Ca²⁺-binding assays for representative N-camY variants. Logarithmic representations of the normalized Ca²⁺ competition curves of N-CamY and the mutants monitored by the absorbance of 5NBAPTA (5-nitro-BAPTA) at 430 nm. The symbols are the experimental data and the curves through the points are the least-squares fits. Binding parameters determined from the fits are listed in Table 2.

Fig. 6.

Conformational changes measured by ANS binding.

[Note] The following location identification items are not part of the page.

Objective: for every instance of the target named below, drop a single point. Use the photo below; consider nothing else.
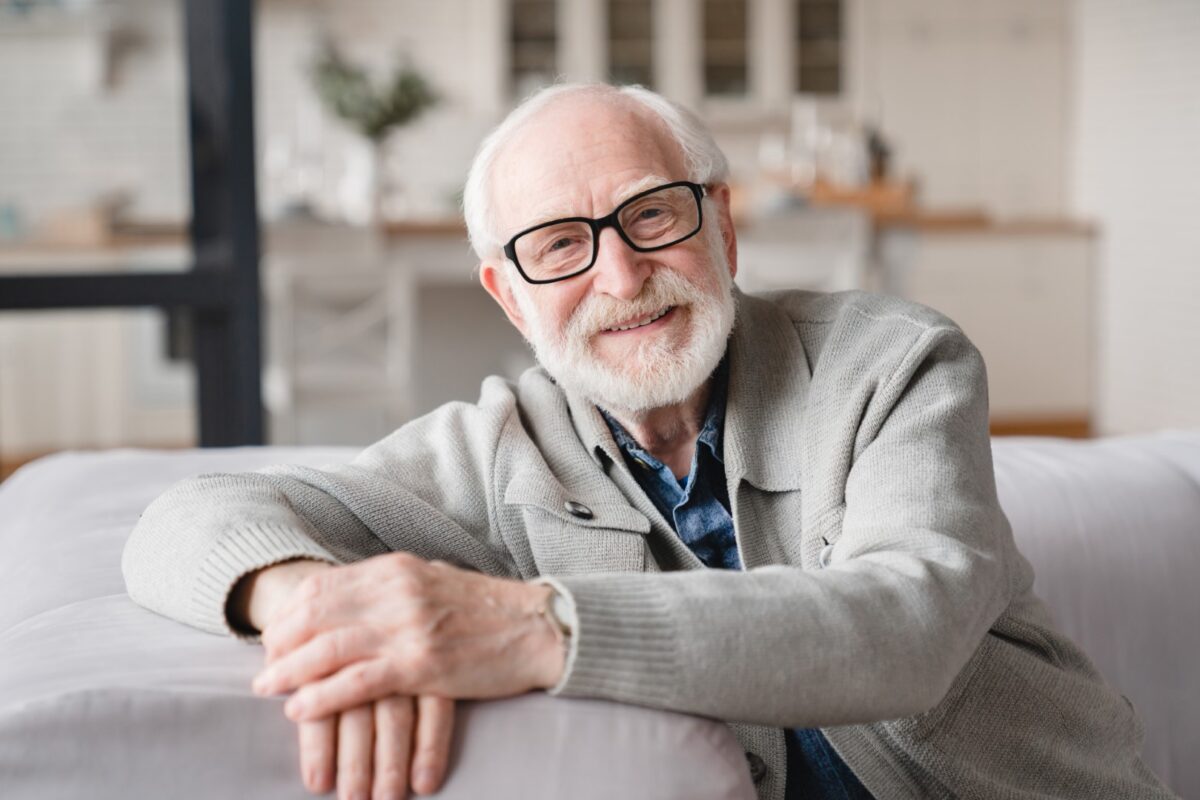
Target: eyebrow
(625, 191)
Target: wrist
(258, 594)
(555, 629)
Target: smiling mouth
(641, 323)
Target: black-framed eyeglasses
(652, 220)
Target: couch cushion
(101, 698)
(1113, 530)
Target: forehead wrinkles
(558, 158)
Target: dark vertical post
(225, 218)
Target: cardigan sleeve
(426, 488)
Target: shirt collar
(765, 401)
(709, 434)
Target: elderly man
(779, 512)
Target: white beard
(661, 371)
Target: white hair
(706, 162)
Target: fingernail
(425, 780)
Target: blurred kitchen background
(1029, 167)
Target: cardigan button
(577, 510)
(757, 768)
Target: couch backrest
(1113, 530)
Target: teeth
(645, 322)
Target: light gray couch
(100, 698)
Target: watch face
(562, 613)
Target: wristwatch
(559, 613)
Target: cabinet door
(1026, 301)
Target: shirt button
(577, 510)
(757, 768)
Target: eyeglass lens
(655, 220)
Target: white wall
(1137, 172)
(972, 94)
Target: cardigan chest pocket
(577, 534)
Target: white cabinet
(1026, 300)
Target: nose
(619, 270)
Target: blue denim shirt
(697, 506)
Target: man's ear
(720, 196)
(496, 281)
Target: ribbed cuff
(624, 643)
(240, 552)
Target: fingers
(307, 609)
(315, 660)
(355, 685)
(318, 740)
(435, 727)
(394, 717)
(355, 752)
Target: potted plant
(375, 109)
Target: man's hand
(399, 625)
(367, 751)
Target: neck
(669, 433)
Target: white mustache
(661, 289)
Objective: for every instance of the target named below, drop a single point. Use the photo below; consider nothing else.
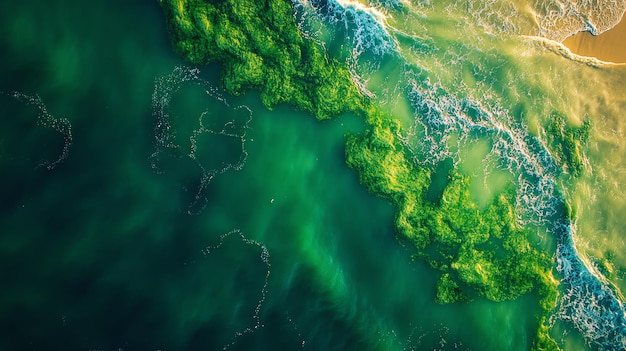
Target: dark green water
(101, 253)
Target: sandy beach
(609, 46)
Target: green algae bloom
(480, 252)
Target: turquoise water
(143, 208)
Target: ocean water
(144, 208)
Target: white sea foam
(45, 120)
(443, 114)
(365, 27)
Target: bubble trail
(166, 136)
(265, 258)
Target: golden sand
(609, 46)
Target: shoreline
(609, 46)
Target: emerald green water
(263, 240)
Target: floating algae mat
(323, 175)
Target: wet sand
(609, 46)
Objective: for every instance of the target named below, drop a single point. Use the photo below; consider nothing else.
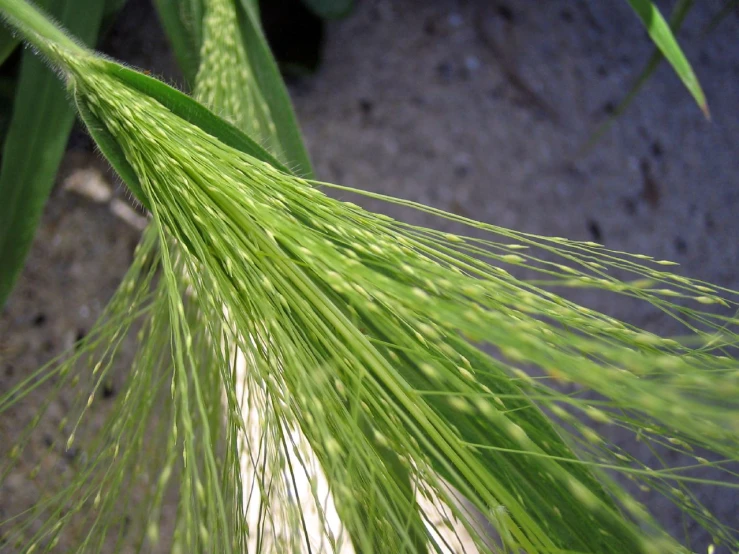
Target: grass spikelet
(343, 332)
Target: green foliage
(36, 139)
(285, 335)
(660, 33)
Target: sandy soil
(476, 107)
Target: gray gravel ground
(479, 108)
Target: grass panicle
(405, 374)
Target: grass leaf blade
(269, 82)
(37, 137)
(8, 42)
(178, 19)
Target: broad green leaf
(182, 20)
(37, 136)
(728, 7)
(679, 12)
(330, 9)
(8, 42)
(269, 82)
(663, 37)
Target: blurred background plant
(264, 94)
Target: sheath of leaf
(299, 275)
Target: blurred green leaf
(727, 8)
(8, 42)
(37, 137)
(268, 81)
(677, 17)
(182, 21)
(330, 9)
(662, 36)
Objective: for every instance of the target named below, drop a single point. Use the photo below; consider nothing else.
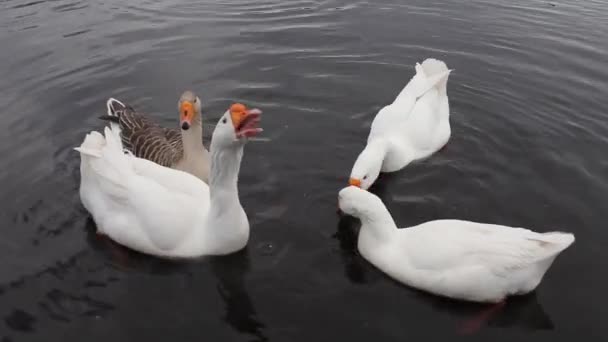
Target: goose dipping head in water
(453, 258)
(413, 127)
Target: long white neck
(192, 140)
(369, 162)
(376, 222)
(226, 220)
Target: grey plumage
(144, 138)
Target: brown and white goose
(178, 148)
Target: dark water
(529, 122)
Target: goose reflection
(240, 312)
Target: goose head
(189, 107)
(236, 125)
(367, 167)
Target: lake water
(529, 139)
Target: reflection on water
(529, 135)
(240, 312)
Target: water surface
(529, 123)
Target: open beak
(245, 121)
(354, 182)
(186, 114)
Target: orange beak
(237, 113)
(186, 113)
(354, 182)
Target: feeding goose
(413, 127)
(179, 148)
(453, 258)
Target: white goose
(453, 258)
(413, 127)
(165, 212)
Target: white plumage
(413, 127)
(453, 258)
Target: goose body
(165, 212)
(413, 127)
(179, 148)
(453, 258)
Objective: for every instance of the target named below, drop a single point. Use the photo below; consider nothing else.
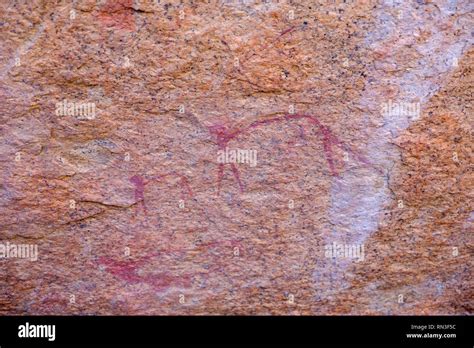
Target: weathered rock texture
(132, 212)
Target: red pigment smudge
(223, 136)
(118, 14)
(128, 270)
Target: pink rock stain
(223, 136)
(140, 183)
(128, 270)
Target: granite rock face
(236, 157)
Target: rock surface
(236, 157)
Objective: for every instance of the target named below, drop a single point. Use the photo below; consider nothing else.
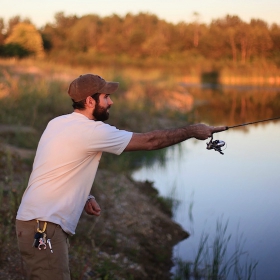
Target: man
(64, 169)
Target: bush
(13, 50)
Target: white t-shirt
(64, 168)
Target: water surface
(241, 187)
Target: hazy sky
(41, 12)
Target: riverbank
(132, 239)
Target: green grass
(212, 261)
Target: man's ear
(90, 102)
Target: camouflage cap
(88, 84)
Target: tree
(26, 35)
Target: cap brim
(109, 87)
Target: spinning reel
(218, 144)
(215, 145)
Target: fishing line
(271, 119)
(217, 145)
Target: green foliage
(211, 261)
(146, 37)
(26, 35)
(13, 50)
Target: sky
(42, 12)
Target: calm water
(241, 187)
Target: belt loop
(38, 226)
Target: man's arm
(159, 139)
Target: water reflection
(242, 186)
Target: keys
(37, 237)
(42, 244)
(50, 245)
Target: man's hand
(92, 207)
(203, 131)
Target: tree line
(141, 37)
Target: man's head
(92, 91)
(89, 84)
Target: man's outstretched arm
(159, 139)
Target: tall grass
(212, 261)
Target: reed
(211, 261)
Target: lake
(241, 188)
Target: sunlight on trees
(26, 35)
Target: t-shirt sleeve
(107, 138)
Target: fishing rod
(217, 145)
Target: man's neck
(85, 112)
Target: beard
(100, 113)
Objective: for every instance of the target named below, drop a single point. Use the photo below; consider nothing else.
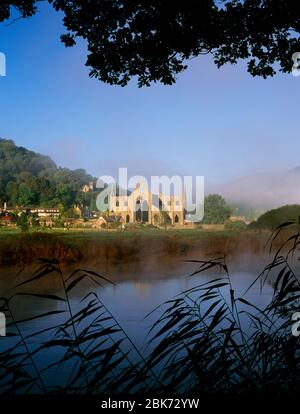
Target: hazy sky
(218, 123)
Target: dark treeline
(29, 179)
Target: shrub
(238, 225)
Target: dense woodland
(29, 179)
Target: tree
(216, 211)
(23, 222)
(33, 180)
(153, 40)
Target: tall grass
(208, 339)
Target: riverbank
(78, 246)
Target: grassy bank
(113, 246)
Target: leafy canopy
(153, 40)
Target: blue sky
(220, 123)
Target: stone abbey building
(141, 206)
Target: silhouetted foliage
(153, 40)
(273, 218)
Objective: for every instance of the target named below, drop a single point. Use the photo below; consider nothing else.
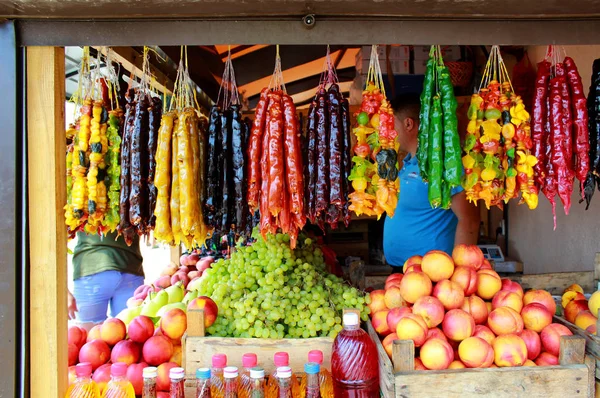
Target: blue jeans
(94, 293)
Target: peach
(163, 383)
(475, 352)
(95, 352)
(379, 321)
(466, 277)
(157, 350)
(174, 323)
(412, 327)
(485, 333)
(135, 376)
(488, 283)
(437, 265)
(509, 350)
(436, 354)
(536, 317)
(574, 308)
(546, 359)
(532, 342)
(377, 301)
(211, 311)
(394, 316)
(505, 320)
(393, 299)
(450, 294)
(467, 255)
(458, 325)
(550, 337)
(125, 351)
(415, 285)
(388, 343)
(77, 336)
(542, 297)
(140, 329)
(512, 286)
(112, 331)
(431, 309)
(412, 261)
(477, 308)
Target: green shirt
(94, 254)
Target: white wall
(573, 245)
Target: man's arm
(467, 229)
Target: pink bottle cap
(249, 360)
(315, 356)
(219, 360)
(83, 369)
(118, 369)
(281, 359)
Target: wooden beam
(47, 233)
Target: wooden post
(47, 233)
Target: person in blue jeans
(106, 272)
(416, 227)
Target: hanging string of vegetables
(275, 168)
(374, 172)
(438, 151)
(498, 161)
(328, 153)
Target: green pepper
(424, 119)
(436, 166)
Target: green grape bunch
(268, 290)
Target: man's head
(406, 120)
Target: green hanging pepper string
(436, 164)
(424, 119)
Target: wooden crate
(573, 378)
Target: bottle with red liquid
(354, 362)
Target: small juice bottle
(118, 386)
(84, 386)
(203, 383)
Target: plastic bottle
(354, 362)
(203, 383)
(83, 386)
(313, 385)
(177, 389)
(118, 386)
(149, 375)
(230, 373)
(219, 362)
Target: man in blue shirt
(416, 227)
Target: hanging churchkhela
(328, 161)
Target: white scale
(494, 254)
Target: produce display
(438, 152)
(374, 172)
(461, 314)
(498, 161)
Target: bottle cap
(350, 319)
(230, 372)
(203, 373)
(284, 372)
(83, 369)
(315, 356)
(257, 373)
(249, 360)
(118, 369)
(149, 372)
(176, 373)
(219, 360)
(281, 359)
(312, 368)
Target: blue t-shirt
(416, 227)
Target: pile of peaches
(460, 314)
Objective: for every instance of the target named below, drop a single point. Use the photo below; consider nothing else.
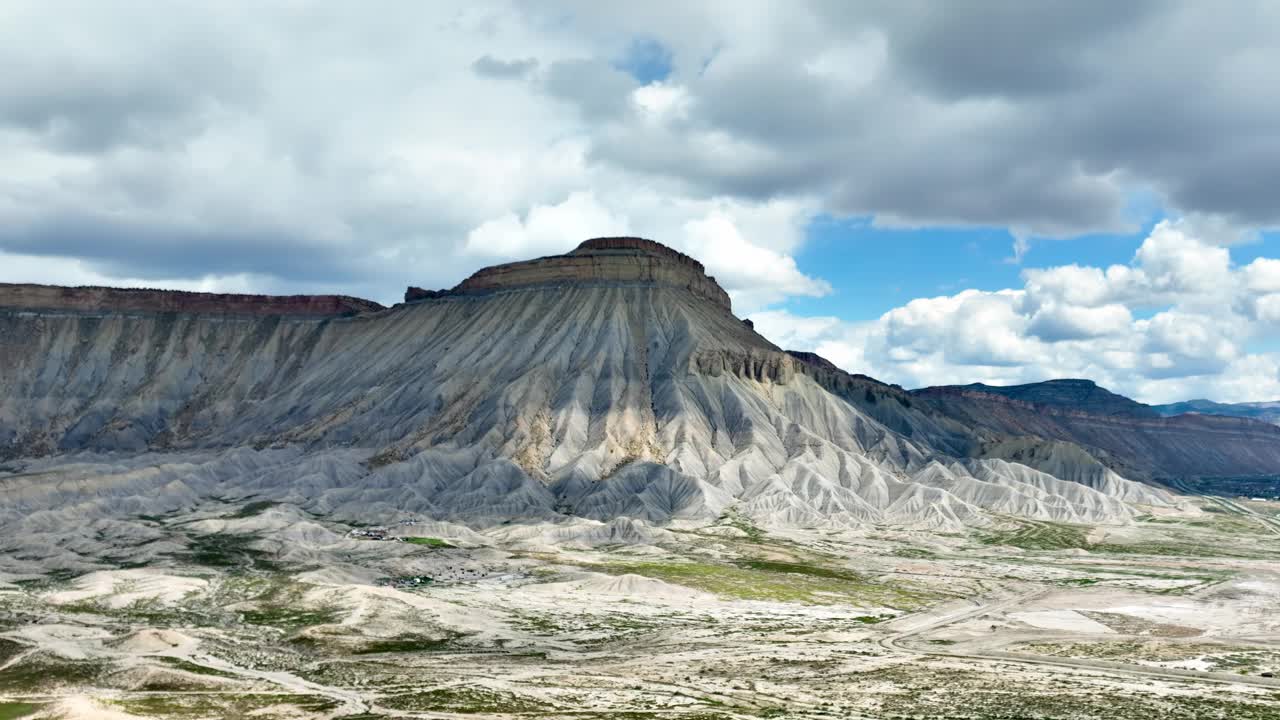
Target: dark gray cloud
(316, 144)
(598, 89)
(1041, 115)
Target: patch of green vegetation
(773, 580)
(408, 643)
(9, 650)
(429, 542)
(188, 666)
(16, 710)
(291, 618)
(466, 701)
(46, 673)
(227, 550)
(213, 705)
(872, 619)
(1038, 536)
(734, 520)
(252, 509)
(914, 554)
(1032, 534)
(800, 569)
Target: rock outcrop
(611, 382)
(120, 300)
(604, 260)
(1136, 446)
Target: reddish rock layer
(604, 259)
(97, 299)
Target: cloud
(319, 145)
(1197, 314)
(547, 229)
(488, 65)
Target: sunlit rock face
(604, 260)
(609, 382)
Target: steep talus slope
(606, 383)
(120, 300)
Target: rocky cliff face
(609, 382)
(119, 300)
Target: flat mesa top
(603, 259)
(639, 245)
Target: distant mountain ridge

Fluorescence emission spectra of ANS in the presence of protein as illustrated in the case of N-CamY and Q41L-K75I, in the absence of Ca²⁺ (dashed line), normalized to unity, and its relative fluorescence enhancement in the presence of Ca²⁺ (solid line). Table 2 lists the relative ANS intensity for all of the variants in the presence or absence of Ca²⁺.

Fig. 7.

Conformational changes measured by near-UV CD spectra. Spectra of all of the variants were collected with 0.1 mM EDTA (A) or 1 mM CaCl₂(B).

Fig. 8.

Aromatic regions of ¹H-¹H NOESY spectra. Spectra are shown for Ca²⁺-saturated N-camY (A) and Ca²⁺-saturated Q41L-K75I (B). As expected from the open-state structure of N-cam, several cross-peaks between Tyr19 and other aromatics are observed (dashed box). These cross-peaks are not expected for the closed form. Assignments—based on COSY, TOCSY, and NOESY correlations, similarities with published assignments (Ikura et al. 1990, 1991; Elshorst et al. 1999), and consistency with the know structures—are as follows. For (A) Y19, Y19 (Hɛ, 6.77) to (Hδ, 7.14); Y78, Y78 (Hɛ, 6.74) to (Hδ, 7.05); a, F16 (Hɛ, 6.96) to (Hζ, 7.11); b, F68 (Hɛ, 6.84) to Y19 (Hδ, 7.14); c, F68 (Hɛ, 6.84) to (Hζ, 6.97); d, Y19 (Hɛ, 6.77) to F68 (Hζ, 6.97); e, F16 (Hδ, 6.55) to (Hζ, 7.11); f, F16 (Hδ, 6.55) to (Hɛ, 6.96); g, F16 (Hδ, 6.55) to F68 (Hɛ, 6.84); h, Y19 (Hɛ, 6.77) to F65* j, F65* (H*, 6.69) to F65* (Hɛ, 7.15). For (B) Y19, Y19 (Hɛ, 6.76) to (Hδ, 7.13); Y78, Y78 (Hɛ, 6.72) to (Hδ, 7.02); a, F16 (Hɛ, 6.92) to (Hζ, 7.21); c, F68 (H*, 6.93) to (H*, 7.21); e, F16 (Hδ, 6.48) to (Hζ, 7.21); f, F16 (Hδ, 6.48) to (Hɛ, 6.92); i, Y19 (Hɛ, 6.76) to (*); j, F65* (H*, 6.68) to F65* (Hɛ, 7.15). *Not determined or uncertainty in the assignment.

Fig. 9.

Relationship between calcium-binding and -unfolding free energies. For proteins that change conformation, a linear correlation might be expected, denoted by the solid line. However, as the closed state becomes stabilized to the extent that calcium binding does not induce a conformational change, the free energies will become uncoupled. At this point, the calcium-binding free energy will approach the intrinsic affinity of the closed state, as denoted by the dashed line.